In this paper, finite element analysis demonstrates the difference between dual-permanent-magnet-excited machines (DPMM) and surface-mounted permanent magnet machines (SPM) in terms of tangential force at the same air gap, diameter, stacking length, and input current. Different from most conventional machines, a novel DPMM has two sets of permanent magnets employed on both stator and rotor. To make a fair comparison, the novel DPMM, based on an original design, is specified to have the same dimensions as a conventional SPM. With the aid of 2D finite element analysis, tangential force generated from the novel DPMM is 167.65% higher than the conventional SPM. To verify the validity of the analyses, a prototype was fabricated and tested.
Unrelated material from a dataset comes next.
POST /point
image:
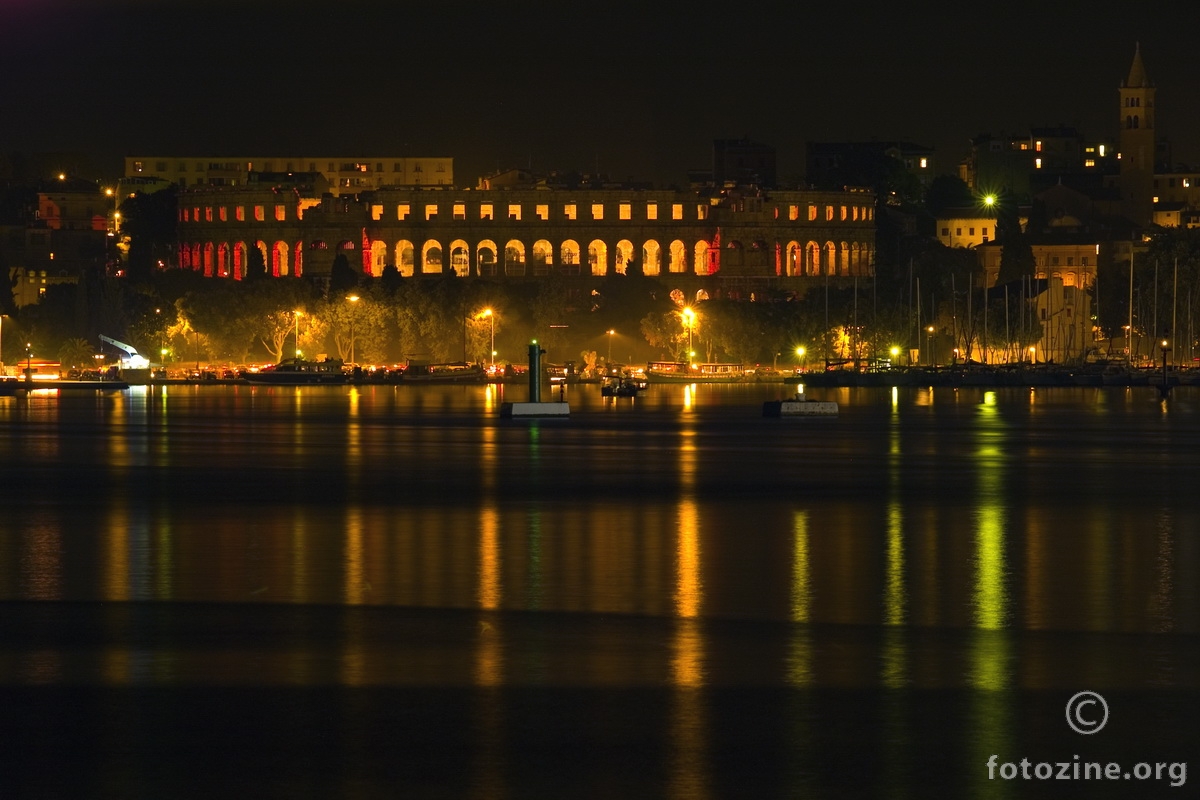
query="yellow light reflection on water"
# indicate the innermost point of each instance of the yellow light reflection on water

Experiments showed that average deviation was only approximately 1.85%.

Suggested Citation

  • Minh-Trung Duong & Do-Hyun Kang & Yon-Do Chun & Byung-Chul Woo & Yoon-Sun Lee & Hwang Wook, 2019. "Comparison of Dual-Permanent-Magnet-Excited Machines and Surface-Mounted Permanent Magnet Machines in Terms of Force," Energies, MDPI, vol. 12(2), pages 1-13, January.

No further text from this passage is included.